Aug 6, 2014

A Brief History of Reinventing the Wheel

It is a truth universally acknowledged that an actor out of a job must be in need of an audience; so the budding solopreneur Matthew de Bont, a young man with nothing to lose but a name not worth the keeping, decided to stage a production of Hamlet for dogs.

For this dog, specifically.

Or not.

The wheel was invented by Shakespeare -- you know, Jane Austen's uncle -- and yeah, I cribbed this prompt almost wholesale from Pride and Prejudice. 

Or was it Sense and Sensibility? I can never get the plot of those two completely different books straight in my head, though I believe one involves sea monsters, and the other one zombies. At least the reboots do.

Speaking of reboots, why do we think it's acceptable to remake a movie, while the idea of rewriting a book would make us gasp in horror? Although I must add, for clarity, that I don't think literary mashups like Android Karenina belong in the "reboot" category. Allow me to elaborate.

Put your imaginative muscles to work. You are a successful author, though not successful enough by your publisher's reckoning. You've been working on a series you're proud of, which you saw fit to call The Motherlander Wars -- or something in that vein.

The Motherlander Wars, Book II: The Sequel: Revenge of the Sovietskis: Tactical Tank Driving Manual I


Yet your publisher, Victor-Werner-Foxhill (just made that up, don't bother to google it), unilaterally decides to take your series away from you, give it to a more successful writer and tell them, "Why don't you go ahead and rewrite the entire saga from book one."

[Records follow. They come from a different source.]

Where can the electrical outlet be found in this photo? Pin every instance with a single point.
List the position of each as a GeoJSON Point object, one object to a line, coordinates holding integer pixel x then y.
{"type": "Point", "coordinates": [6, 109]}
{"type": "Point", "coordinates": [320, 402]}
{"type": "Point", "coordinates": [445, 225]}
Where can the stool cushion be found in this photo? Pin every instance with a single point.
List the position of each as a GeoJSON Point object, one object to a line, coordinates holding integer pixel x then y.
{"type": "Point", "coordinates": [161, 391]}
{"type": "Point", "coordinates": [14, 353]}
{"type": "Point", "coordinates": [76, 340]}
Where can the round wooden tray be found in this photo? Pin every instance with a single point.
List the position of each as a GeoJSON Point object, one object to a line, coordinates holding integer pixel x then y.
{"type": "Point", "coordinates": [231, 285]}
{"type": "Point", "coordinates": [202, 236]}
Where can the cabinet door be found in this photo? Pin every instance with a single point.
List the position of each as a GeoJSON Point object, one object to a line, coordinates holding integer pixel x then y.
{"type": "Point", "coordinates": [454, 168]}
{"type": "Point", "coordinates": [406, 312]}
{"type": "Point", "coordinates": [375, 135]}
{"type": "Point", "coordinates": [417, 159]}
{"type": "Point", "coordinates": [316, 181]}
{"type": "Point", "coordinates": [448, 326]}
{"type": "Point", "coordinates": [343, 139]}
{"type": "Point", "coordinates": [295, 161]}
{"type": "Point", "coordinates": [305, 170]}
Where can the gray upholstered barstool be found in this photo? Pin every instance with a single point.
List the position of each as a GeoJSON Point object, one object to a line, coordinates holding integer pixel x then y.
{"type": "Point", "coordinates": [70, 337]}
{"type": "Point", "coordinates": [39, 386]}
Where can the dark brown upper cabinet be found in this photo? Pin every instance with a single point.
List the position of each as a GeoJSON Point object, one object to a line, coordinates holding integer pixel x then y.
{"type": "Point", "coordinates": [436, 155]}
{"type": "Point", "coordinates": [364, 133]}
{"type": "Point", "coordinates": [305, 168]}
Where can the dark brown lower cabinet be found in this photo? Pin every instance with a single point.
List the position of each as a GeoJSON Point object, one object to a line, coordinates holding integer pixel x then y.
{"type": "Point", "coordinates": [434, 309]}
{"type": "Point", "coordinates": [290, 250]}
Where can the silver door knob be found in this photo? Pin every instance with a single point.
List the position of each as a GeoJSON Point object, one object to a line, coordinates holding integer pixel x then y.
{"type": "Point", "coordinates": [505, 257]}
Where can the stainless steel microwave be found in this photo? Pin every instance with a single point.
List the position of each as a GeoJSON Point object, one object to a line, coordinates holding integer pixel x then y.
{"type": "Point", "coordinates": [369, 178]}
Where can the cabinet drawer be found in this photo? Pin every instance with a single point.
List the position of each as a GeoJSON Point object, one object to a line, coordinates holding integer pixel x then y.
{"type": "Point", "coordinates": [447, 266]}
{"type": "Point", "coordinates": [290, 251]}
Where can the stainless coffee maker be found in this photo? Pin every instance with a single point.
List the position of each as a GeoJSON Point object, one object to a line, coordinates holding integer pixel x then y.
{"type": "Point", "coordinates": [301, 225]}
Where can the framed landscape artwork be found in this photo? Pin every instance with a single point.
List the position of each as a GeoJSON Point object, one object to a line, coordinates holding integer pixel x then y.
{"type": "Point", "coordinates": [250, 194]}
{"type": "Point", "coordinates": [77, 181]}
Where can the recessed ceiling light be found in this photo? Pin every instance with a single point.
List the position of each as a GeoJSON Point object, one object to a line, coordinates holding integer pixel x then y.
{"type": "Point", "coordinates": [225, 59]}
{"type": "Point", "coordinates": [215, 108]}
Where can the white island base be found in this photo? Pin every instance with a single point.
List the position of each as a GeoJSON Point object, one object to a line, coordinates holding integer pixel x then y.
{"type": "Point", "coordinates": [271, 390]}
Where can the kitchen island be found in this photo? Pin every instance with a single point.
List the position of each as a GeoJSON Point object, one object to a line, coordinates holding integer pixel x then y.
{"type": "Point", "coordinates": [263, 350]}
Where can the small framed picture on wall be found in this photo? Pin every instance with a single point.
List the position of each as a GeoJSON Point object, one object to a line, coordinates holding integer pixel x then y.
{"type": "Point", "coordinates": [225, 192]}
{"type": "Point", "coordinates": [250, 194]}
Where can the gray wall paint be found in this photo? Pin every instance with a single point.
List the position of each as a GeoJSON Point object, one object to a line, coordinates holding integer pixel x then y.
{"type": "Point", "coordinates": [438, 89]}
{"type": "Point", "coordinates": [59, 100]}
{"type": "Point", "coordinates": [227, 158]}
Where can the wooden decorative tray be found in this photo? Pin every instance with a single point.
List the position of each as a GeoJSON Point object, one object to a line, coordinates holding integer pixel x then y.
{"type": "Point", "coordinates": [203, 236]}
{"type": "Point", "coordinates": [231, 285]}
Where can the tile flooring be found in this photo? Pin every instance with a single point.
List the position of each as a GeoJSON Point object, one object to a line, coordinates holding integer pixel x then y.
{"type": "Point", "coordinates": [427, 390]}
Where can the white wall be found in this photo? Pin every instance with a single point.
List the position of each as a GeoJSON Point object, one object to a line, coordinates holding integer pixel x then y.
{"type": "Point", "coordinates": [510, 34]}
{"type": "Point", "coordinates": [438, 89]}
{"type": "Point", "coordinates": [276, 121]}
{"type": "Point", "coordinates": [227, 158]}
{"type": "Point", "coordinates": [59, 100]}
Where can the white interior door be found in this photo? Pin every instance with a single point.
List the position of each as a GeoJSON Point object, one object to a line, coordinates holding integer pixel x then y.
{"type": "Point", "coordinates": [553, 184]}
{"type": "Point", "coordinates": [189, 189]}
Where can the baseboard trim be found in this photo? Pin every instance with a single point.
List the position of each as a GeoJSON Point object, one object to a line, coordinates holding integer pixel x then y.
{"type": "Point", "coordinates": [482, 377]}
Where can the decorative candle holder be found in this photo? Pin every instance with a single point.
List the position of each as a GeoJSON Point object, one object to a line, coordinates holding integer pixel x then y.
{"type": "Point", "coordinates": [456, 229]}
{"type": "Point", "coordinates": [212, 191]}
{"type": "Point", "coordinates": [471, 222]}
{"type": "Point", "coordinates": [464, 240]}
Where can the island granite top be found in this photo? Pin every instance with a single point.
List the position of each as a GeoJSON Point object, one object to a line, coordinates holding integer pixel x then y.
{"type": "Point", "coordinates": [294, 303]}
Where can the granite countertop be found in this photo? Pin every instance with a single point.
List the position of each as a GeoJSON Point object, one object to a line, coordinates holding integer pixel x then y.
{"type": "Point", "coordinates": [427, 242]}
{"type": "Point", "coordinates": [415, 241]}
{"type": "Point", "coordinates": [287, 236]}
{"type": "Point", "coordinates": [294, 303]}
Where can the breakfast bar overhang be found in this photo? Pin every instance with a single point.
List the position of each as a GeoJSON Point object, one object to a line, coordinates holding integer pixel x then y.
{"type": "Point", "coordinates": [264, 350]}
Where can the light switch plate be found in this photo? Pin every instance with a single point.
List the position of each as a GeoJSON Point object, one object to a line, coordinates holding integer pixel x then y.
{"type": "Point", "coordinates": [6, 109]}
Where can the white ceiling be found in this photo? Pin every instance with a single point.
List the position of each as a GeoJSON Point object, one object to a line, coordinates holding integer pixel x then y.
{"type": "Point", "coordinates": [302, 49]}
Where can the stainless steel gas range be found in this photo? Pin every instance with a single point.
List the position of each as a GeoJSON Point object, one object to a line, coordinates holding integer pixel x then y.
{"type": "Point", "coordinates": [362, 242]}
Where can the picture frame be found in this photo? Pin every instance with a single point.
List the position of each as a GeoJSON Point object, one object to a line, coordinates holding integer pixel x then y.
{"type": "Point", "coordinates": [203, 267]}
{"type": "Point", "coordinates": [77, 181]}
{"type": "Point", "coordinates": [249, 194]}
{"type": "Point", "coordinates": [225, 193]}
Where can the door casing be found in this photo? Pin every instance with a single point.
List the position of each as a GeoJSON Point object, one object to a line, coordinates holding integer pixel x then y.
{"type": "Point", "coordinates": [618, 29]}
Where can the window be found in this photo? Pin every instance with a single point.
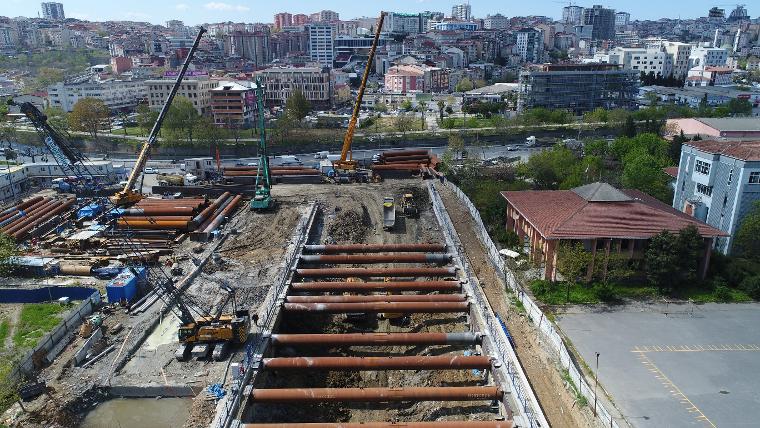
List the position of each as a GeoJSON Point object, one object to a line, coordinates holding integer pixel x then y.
{"type": "Point", "coordinates": [705, 190]}
{"type": "Point", "coordinates": [702, 167]}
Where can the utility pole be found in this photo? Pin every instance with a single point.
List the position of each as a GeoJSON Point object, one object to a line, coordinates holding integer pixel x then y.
{"type": "Point", "coordinates": [596, 381]}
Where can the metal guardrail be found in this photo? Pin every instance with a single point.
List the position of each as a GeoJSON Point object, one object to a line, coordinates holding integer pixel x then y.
{"type": "Point", "coordinates": [535, 314]}
{"type": "Point", "coordinates": [230, 404]}
{"type": "Point", "coordinates": [522, 391]}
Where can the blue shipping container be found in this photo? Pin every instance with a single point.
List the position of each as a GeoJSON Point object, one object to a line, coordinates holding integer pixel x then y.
{"type": "Point", "coordinates": [123, 288]}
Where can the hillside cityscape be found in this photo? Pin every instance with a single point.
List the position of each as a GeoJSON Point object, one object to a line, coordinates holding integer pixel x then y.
{"type": "Point", "coordinates": [447, 218]}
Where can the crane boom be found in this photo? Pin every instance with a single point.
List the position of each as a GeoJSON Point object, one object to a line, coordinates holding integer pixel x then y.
{"type": "Point", "coordinates": [127, 195]}
{"type": "Point", "coordinates": [346, 161]}
{"type": "Point", "coordinates": [262, 199]}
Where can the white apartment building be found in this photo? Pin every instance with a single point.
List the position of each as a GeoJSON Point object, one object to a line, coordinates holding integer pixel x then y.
{"type": "Point", "coordinates": [680, 53]}
{"type": "Point", "coordinates": [642, 60]}
{"type": "Point", "coordinates": [197, 90]}
{"type": "Point", "coordinates": [279, 83]}
{"type": "Point", "coordinates": [116, 94]}
{"type": "Point", "coordinates": [495, 22]}
{"type": "Point", "coordinates": [461, 12]}
{"type": "Point", "coordinates": [704, 56]}
{"type": "Point", "coordinates": [322, 43]}
{"type": "Point", "coordinates": [530, 45]}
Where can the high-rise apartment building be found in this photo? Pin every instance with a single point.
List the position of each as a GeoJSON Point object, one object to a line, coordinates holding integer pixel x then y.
{"type": "Point", "coordinates": [572, 15]}
{"type": "Point", "coordinates": [252, 46]}
{"type": "Point", "coordinates": [602, 20]}
{"type": "Point", "coordinates": [53, 11]}
{"type": "Point", "coordinates": [300, 19]}
{"type": "Point", "coordinates": [496, 22]}
{"type": "Point", "coordinates": [578, 87]}
{"type": "Point", "coordinates": [322, 43]}
{"type": "Point", "coordinates": [530, 45]}
{"type": "Point", "coordinates": [679, 53]}
{"type": "Point", "coordinates": [282, 19]}
{"type": "Point", "coordinates": [462, 12]}
{"type": "Point", "coordinates": [622, 19]}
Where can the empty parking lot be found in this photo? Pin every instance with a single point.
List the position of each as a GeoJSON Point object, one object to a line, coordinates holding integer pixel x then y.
{"type": "Point", "coordinates": [674, 365]}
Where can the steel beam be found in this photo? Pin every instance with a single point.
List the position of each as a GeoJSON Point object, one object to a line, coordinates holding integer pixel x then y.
{"type": "Point", "coordinates": [441, 362]}
{"type": "Point", "coordinates": [375, 248]}
{"type": "Point", "coordinates": [377, 286]}
{"type": "Point", "coordinates": [379, 272]}
{"type": "Point", "coordinates": [378, 339]}
{"type": "Point", "coordinates": [376, 395]}
{"type": "Point", "coordinates": [392, 307]}
{"type": "Point", "coordinates": [378, 298]}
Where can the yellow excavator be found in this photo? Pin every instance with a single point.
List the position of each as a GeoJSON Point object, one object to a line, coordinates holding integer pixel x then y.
{"type": "Point", "coordinates": [346, 165]}
{"type": "Point", "coordinates": [128, 195]}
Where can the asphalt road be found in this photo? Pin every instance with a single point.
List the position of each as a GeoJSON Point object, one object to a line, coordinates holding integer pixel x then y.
{"type": "Point", "coordinates": [677, 365]}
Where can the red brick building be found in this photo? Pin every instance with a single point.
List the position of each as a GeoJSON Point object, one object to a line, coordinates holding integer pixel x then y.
{"type": "Point", "coordinates": [604, 219]}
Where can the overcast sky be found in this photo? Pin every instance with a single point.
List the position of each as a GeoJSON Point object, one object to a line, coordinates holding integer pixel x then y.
{"type": "Point", "coordinates": [203, 11]}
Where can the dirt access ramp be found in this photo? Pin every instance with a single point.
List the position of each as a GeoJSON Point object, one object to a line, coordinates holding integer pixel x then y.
{"type": "Point", "coordinates": [541, 368]}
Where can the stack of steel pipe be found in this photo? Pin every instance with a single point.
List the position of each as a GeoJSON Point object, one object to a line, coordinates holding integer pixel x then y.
{"type": "Point", "coordinates": [21, 221]}
{"type": "Point", "coordinates": [282, 174]}
{"type": "Point", "coordinates": [401, 162]}
{"type": "Point", "coordinates": [161, 214]}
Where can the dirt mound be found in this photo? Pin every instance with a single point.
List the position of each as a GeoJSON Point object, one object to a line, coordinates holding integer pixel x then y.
{"type": "Point", "coordinates": [350, 226]}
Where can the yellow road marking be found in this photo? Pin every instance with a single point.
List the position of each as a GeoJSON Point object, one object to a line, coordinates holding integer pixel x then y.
{"type": "Point", "coordinates": [692, 408]}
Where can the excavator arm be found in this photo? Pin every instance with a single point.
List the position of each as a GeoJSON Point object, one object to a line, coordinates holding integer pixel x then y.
{"type": "Point", "coordinates": [128, 195]}
{"type": "Point", "coordinates": [346, 162]}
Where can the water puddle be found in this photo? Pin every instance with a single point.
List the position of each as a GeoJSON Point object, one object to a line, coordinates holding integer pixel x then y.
{"type": "Point", "coordinates": [139, 412]}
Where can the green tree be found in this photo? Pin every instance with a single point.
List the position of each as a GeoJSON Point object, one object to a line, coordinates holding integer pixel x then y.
{"type": "Point", "coordinates": [181, 120]}
{"type": "Point", "coordinates": [573, 261]}
{"type": "Point", "coordinates": [88, 115]}
{"type": "Point", "coordinates": [747, 239]}
{"type": "Point", "coordinates": [146, 118]}
{"type": "Point", "coordinates": [297, 106]}
{"type": "Point", "coordinates": [464, 85]}
{"type": "Point", "coordinates": [662, 260]}
{"type": "Point", "coordinates": [8, 250]}
{"type": "Point", "coordinates": [629, 128]}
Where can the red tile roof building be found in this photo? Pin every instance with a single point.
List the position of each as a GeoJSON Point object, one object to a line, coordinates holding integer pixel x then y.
{"type": "Point", "coordinates": [601, 217]}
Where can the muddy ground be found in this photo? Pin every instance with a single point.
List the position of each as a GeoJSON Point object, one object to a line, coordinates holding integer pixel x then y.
{"type": "Point", "coordinates": [538, 362]}
{"type": "Point", "coordinates": [353, 214]}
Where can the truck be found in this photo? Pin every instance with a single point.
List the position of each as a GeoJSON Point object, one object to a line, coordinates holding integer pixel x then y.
{"type": "Point", "coordinates": [389, 213]}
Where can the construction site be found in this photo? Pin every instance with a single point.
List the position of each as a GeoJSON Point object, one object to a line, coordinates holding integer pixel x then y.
{"type": "Point", "coordinates": [269, 297]}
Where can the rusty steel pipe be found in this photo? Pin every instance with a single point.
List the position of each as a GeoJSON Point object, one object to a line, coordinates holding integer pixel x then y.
{"type": "Point", "coordinates": [157, 225]}
{"type": "Point", "coordinates": [436, 424]}
{"type": "Point", "coordinates": [378, 339]}
{"type": "Point", "coordinates": [151, 211]}
{"type": "Point", "coordinates": [200, 218]}
{"type": "Point", "coordinates": [372, 307]}
{"type": "Point", "coordinates": [131, 218]}
{"type": "Point", "coordinates": [440, 362]}
{"type": "Point", "coordinates": [365, 272]}
{"type": "Point", "coordinates": [395, 153]}
{"type": "Point", "coordinates": [30, 217]}
{"type": "Point", "coordinates": [377, 286]}
{"type": "Point", "coordinates": [223, 215]}
{"type": "Point", "coordinates": [376, 248]}
{"type": "Point", "coordinates": [377, 258]}
{"type": "Point", "coordinates": [63, 206]}
{"type": "Point", "coordinates": [29, 214]}
{"type": "Point", "coordinates": [378, 298]}
{"type": "Point", "coordinates": [376, 395]}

"But, uh, those books have already been written," says the successful writer. At this point the writer still has something that resembles a conscience, mind you.

"They're not good enough," says the publisher.

"That's not really an answer," the writer says.

"They're not good enough for this generation of readers," says the publisher.

"So you want me to... what? Dumb down the books?" the writer asks.

"Oh, nonono," says the publisher, which at this point I will have to anthropomorphize in some way, lest you think the writer has been conversing with an abstraction. So by "the publisher" I mean a guy who speaks for the company. I could flesh him out more but I'm hardly in the mood.

The publisher continues.
"Kids these days want more. You know? They want more out of their books."

"What do you mean, more?" the writer asks. Writers ask lots of questions. This is a truth universally acknowledged. "More dialog? More in-depth psychological characterization? More complex moral dilemmas?"

"Pfaugh," says the publisher, "and here I thought you understood the business. Who has time for those things in our day and age?" The publisher snorts a pinch of snuff with evident gusto. "No, I mean more explosions, more romance, adventure!" The publisher leaps to his feet. "Good vs. evil, explosions -- have I mentioned explosions? -- heroism, the triumph of human will!" The publisher's wooden teeth fall out. They rest on the publisher's desk like a dead, wet dog grinning at the Grim Reaper.

***

So, seriously, what is it with reboots? There's just too much of that going on, Hollywood. And NO, I'm not one of those people who complain about it all the time but then pay to watch the movies they complain about.